The United States Food and Drug Administration (FDA) has sanctioned and approved Xadago® (safinamide) drug tablets as an additional supplement treatment for patients suffering from Parkinson’s disease and are presently having carbidopa/levodopa and going through ‘off’ episodes, i.e., causing increased Parkinson’s symptoms like trouble in walking and tremor in spite of taking the medciations. The drug has been formulated by Newron Pharmaceuticals S.p.A, a biopharmaceutical company that aims on solely developing new therapies for patients who have diseases of the central nervous system (CNS) and the pain associated with it, along with partners US WorldMeds, LLC, and ZambonS.p.A.It has been estimated that Parkinson’s disease nearly affects 7 to 10 million people across the world, of which almost a million are in the U.S. It is the second most progressive chronic neurodegenerative disorder in the geriatric population after Alzheimer’s disease. Parkinson’s disease is a degenerative disorder of the central nervous system which is characterized by impaired muscular coordination and tremors.The diagnosis is primarily dependent on observational criteria of resting tremor, muscular rigidity, or postural instability compounding with bradykinesia.The symptoms become more severe when the disease progresses. About the drug: Safinamide (brand name – Xadago) is a drug meant for treating Parkinson’s disease with monoamine oxidase B inhibition (MAO-B-inhibitor).
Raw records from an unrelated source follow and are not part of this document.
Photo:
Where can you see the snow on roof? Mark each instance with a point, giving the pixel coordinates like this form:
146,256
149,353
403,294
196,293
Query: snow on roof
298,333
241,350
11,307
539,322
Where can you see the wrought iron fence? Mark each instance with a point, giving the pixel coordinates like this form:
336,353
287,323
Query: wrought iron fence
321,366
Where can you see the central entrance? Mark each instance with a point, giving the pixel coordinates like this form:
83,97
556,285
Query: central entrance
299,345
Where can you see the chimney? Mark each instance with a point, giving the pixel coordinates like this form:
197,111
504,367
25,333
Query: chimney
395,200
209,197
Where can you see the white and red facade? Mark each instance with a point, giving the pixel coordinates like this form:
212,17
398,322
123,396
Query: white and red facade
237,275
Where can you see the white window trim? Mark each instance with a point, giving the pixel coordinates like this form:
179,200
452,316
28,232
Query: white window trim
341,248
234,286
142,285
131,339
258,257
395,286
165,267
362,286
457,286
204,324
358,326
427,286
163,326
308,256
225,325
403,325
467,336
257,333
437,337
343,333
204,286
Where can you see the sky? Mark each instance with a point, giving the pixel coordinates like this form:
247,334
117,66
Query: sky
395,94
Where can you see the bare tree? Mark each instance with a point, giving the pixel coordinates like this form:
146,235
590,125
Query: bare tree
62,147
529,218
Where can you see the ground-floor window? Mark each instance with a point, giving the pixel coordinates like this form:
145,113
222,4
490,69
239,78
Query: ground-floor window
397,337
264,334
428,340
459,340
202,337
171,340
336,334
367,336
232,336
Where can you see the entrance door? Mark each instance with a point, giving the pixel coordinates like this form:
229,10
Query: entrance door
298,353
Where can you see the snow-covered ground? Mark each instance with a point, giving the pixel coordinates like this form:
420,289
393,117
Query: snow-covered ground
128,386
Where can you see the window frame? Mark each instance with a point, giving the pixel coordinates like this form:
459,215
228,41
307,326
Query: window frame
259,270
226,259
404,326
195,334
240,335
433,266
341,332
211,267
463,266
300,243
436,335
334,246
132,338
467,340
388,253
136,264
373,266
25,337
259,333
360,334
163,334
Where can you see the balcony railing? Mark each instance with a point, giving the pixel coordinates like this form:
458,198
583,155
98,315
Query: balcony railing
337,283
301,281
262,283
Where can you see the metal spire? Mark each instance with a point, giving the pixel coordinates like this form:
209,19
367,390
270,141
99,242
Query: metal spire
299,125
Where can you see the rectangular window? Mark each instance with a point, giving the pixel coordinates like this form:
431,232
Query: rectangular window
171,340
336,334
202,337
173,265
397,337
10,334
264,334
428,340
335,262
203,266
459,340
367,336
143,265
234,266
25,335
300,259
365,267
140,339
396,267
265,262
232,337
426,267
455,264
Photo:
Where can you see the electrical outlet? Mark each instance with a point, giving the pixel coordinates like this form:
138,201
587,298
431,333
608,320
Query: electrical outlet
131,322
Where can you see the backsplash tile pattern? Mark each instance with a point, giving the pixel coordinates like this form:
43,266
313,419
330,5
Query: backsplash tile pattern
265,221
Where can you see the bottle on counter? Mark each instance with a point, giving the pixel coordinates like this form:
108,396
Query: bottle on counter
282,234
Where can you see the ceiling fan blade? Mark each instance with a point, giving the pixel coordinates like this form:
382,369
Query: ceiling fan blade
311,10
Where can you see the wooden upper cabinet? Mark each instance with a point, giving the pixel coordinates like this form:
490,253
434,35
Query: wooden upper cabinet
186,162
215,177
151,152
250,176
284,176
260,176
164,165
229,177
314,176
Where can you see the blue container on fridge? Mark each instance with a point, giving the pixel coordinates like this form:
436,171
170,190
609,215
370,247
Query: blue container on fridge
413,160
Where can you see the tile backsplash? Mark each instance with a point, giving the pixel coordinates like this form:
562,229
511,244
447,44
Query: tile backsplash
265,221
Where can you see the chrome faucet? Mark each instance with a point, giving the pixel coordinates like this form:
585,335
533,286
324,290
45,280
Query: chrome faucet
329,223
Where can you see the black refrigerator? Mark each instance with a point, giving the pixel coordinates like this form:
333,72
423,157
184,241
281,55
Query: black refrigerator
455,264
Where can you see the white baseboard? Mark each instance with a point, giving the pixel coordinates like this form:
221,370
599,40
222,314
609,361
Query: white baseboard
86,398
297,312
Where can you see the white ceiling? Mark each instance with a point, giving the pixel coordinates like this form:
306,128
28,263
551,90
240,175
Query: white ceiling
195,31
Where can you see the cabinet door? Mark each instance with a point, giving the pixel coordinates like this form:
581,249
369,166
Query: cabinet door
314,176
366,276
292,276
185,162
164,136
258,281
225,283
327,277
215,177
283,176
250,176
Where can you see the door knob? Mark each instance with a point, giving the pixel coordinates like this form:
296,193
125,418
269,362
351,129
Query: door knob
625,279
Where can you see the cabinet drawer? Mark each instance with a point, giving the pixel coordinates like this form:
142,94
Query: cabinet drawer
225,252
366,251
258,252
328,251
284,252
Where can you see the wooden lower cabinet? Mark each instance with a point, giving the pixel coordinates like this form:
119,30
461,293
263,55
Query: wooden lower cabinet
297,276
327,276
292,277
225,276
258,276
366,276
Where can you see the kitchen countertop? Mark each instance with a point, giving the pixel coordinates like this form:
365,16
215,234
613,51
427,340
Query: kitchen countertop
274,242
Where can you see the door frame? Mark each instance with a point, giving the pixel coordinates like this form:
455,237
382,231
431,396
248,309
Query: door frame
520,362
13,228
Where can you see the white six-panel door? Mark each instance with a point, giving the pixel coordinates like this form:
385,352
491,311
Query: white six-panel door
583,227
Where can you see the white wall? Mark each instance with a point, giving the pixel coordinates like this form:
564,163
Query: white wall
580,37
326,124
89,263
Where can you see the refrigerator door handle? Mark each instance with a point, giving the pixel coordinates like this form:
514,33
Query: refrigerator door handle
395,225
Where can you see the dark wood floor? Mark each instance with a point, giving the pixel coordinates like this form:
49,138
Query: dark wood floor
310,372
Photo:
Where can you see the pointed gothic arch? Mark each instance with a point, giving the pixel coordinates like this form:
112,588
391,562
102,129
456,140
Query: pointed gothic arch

In February 2105, it was approved in Europe, and in the United States on March 212017.Safinamide is a once-daily dosage and has no specific restrictions in the diet owing to its elevated MAO-B against MAO-A selectively.The efficiency of Xadago while treating the patients was revealed in a clinical trial of 645 participants who were also consuming levodopa and were going through ‘off’ time. Patients who received Xadago felt benefits of ‘on’ time, wherein the symptoms are lessened, with no tremor and involuntary movement, i.e., dyskinesia, as compared to those patients receiving an inert medication. The rise in ‘on’ time was supplemented by decrease in ‘off’ time and improved scores on a measure of motor function evaluated at the time of ‘on’ time than prior to treatment. Also, the most common adversarial reactions witnessed in patients consuming safinamide were nausea, insomnia, falls, and an uncontrolled involuntary movement.